Myanmar junta leader to attend Asean summit

Myanmar junta leader to attend Asean summit

Myanmar junta chief Gen Min Aung Hlaing presides an army parade on Armed Forces Day in Nay Pyi Taw on March 27, 2021. He will join an Asean summit on Saturday. (Reuters photo)

Gen Min Aung Hlaing, Myanmar’s junta leader, will attend an Asean summit in Jakarta where representatives of the bloc are expected to discuss Myanmar’s situation, according to Thailand’s Foreign Ministry.

“I can confirm that the Brunei Chair has proposed the date April 24 with the venue at the Secretariat in Jakarta,” ministry spokesman Tanee Sangrat said in a message to reporters.

“Several leaders have confirmed their attendance including Myanmar’s MAH [Senior General Min Aung Hlaing],” he added. “Some leaders have yet to confirm.”

Mr Tanee declined to name the leaders and also whether the meeting will be face to face, online or a mix of both.

The Myanmar military overthrew the civilian government led by Aung San Suu Kyi and the National League for Democracy (NLD) on Feb 1. Protests against the coup continue across Myanmar and over 700 people have been killed during the crackdown.

The situation in Myanmar is expected to be highlighted during the summit.

The announcement drew dismay from activists, who have long beseeched foreign leaders not to recognise the junta.

“#ASEAN do not legitimise the Myanmar Military junta as a government by inviting MAH to attend the summit,” said prominent activist Wai Wai Nu on Twitter. “(The) Junta is illegitimate and illegal.”

By Saturday evening, #ASEANrejectSAC was among the top-trending on Myanmar’s twitter.

The military has consistently justified the putsch by alleging widespread fraud in November’s elections, which Suu Kyi’s party won in a landslide.

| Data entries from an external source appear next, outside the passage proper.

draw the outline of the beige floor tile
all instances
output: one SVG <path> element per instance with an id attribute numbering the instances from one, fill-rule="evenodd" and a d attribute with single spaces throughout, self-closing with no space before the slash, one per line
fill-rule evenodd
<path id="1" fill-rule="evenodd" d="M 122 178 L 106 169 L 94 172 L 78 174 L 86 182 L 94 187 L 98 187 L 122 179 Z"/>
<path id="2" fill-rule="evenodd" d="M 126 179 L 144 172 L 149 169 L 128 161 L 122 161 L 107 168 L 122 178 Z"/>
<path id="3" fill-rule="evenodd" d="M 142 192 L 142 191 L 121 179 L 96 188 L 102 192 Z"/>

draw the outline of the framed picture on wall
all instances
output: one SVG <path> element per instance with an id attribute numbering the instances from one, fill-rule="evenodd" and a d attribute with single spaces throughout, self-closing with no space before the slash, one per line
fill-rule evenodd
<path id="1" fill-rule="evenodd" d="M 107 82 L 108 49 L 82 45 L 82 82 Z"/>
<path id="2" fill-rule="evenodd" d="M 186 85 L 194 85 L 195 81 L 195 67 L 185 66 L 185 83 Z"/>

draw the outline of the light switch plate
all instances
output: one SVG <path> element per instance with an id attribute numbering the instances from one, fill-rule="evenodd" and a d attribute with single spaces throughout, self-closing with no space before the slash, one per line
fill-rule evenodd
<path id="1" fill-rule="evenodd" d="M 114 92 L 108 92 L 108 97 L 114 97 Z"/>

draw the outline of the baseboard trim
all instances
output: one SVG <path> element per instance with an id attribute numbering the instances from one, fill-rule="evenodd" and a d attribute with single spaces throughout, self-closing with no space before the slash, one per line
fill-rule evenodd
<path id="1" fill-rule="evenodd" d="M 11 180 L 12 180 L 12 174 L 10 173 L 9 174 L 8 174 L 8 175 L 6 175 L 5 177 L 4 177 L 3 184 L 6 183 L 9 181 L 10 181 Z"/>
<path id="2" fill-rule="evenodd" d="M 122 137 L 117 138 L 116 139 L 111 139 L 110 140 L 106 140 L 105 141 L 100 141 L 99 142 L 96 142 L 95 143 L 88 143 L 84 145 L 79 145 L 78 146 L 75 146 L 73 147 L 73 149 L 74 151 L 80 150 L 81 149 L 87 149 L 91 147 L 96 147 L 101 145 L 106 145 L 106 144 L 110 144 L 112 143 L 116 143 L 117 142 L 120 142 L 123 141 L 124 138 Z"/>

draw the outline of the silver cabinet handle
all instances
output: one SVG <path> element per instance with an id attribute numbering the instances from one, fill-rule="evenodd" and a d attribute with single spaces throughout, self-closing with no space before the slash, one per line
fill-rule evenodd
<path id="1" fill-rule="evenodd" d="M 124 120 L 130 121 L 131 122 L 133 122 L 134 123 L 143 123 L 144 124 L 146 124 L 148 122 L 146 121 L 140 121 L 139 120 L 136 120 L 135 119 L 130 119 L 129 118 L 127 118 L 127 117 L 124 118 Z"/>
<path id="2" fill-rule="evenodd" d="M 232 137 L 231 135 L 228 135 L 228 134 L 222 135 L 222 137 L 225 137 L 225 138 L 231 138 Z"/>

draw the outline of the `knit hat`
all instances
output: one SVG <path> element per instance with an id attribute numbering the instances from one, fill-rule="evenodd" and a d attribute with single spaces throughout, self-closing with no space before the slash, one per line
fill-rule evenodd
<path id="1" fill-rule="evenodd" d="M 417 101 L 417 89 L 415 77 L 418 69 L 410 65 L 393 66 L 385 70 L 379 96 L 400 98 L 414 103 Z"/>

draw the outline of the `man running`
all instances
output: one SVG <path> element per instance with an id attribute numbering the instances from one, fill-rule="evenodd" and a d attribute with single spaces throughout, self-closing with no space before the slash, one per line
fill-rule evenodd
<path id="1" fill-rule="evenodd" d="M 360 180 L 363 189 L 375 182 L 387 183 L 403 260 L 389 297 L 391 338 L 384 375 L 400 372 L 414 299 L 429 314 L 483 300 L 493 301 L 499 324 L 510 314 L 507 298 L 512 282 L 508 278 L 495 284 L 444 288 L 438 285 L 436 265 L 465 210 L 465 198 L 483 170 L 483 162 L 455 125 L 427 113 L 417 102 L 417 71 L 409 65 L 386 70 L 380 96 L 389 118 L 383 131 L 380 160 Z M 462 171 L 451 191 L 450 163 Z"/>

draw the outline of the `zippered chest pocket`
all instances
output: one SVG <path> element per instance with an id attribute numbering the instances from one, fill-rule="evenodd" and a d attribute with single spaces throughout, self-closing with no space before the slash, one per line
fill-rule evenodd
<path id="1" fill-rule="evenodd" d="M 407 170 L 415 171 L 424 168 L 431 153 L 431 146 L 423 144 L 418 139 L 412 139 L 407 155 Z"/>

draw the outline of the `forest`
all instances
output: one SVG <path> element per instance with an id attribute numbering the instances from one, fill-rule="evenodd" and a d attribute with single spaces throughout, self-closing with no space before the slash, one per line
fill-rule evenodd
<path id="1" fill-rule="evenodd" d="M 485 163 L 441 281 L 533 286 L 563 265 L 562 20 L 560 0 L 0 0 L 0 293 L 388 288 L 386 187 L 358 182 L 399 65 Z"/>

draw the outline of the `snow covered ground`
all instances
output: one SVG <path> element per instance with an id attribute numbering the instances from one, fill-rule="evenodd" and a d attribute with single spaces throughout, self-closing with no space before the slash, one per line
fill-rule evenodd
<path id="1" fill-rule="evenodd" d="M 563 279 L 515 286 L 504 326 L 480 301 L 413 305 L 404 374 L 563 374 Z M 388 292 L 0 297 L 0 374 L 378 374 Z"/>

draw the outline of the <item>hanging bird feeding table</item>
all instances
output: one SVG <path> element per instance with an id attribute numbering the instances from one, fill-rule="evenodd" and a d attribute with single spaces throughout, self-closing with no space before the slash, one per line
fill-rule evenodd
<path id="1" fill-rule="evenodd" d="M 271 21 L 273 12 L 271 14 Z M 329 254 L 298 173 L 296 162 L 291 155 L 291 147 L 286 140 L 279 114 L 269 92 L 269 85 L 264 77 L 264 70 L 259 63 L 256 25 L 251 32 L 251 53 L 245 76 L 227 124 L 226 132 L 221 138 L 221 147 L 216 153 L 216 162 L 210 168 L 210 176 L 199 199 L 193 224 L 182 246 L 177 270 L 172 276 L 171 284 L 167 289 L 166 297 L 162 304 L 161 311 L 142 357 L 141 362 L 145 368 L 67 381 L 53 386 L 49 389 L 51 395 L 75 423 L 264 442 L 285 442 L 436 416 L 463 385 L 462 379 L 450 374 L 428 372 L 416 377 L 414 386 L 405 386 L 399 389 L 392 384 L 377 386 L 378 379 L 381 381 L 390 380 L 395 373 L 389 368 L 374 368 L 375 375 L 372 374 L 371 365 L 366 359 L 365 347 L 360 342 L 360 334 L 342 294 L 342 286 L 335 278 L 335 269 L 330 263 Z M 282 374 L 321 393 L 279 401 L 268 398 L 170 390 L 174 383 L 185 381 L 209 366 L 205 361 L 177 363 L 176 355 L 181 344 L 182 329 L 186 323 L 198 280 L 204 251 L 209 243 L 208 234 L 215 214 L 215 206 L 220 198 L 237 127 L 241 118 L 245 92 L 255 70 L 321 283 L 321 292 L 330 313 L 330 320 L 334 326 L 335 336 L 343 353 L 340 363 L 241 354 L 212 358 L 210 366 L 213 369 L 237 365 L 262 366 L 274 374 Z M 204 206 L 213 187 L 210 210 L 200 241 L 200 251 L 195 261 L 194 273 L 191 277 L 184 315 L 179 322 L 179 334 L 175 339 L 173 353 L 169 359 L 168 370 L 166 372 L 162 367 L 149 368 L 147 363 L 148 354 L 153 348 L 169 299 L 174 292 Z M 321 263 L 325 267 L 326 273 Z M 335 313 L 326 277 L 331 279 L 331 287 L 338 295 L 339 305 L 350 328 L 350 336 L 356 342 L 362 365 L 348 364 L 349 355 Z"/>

They claim power will be handed back to a civilian administration after elections are held in about a year — though they recently extended the timeline to a two-year period.

New Year crackdown

Saturday was the first day of Myanmar’s traditional New Year, and hundreds in commercial hub Yangon visited the famed Shwedagon Pagoda to pray as soldiers patrolled the streets.

Leading up to the Buddhist New Year, the Thingyan festivities were a sombre affair — a far cry from previous years when revellers would take to the streets for city-wide water fights.

Instead, activists sloshed crimson paint in Yangon to symbolise the bloodshed, while protesters wore red across the country in nationwide demonstrations.

More violence erupted Saturday in the central gem-producing city of Mogok, when security forces cracked down on protesters.

According to an AFP-verified video filmed by a resident, soldiers crouched on a street as their commanding officer shouted that he wanted “deaths”.

A rescue worker told AFP at least one had died.

“He was shot in the stomach,” he said, adding that six others injured had to be rushed to the hospital.

Despite the threat of violence, protesters have continued to gather across the country in defiance of the junta, carrying posters demanding for Suu Kyi to be freed.

Some demonstrations — like in Yangon and central Monywa city — also touted support of the so-called “National Unity Government”, a shadow administration formed by ousted MPs working in hiding to thwart junta rule.

“It has been more than 70 days since the coup… we can no longer see our future and goals,” said 19-year-old Max in Yangon.

“We have high hopes for a government that can compete with the military regime.”

Freeing up the prisons

The country’s jails are also releasing more than 23,000 prisoners nationwide, a prison official told AFP Saturday — part of its annual amnesty for Myanmar’s New Year.

Among them, more than 130 were foreigners, state-run media reported in the evening.

There have been two other mass releases since the coup.

The first was in mid-February, which rights groups feared was a move to free up space for military opponents, and the second on the eve of Armed Forces Day when the regime released around 900 detained demonstrators.

But its jails have continued to fill.

So far, more than 3,100 people — the bulk of them anti-coup protesters and activists — have been detained, according to local monitoring group Assistance Association for Political Prisoners.

It remains unclear if those released Saturday included post-coup detainees.

The junta has also issued nightly arrest warrants on state-run media, targeting celebrities, influencers, journalists and prominent activists with large social media followings.

Doctors refusing to work under the regime — leaving hospitals unstaffed in a pandemic — have also drawn the wrath of the junta.

By Saturday night, the arrest warrants for all totalled 420.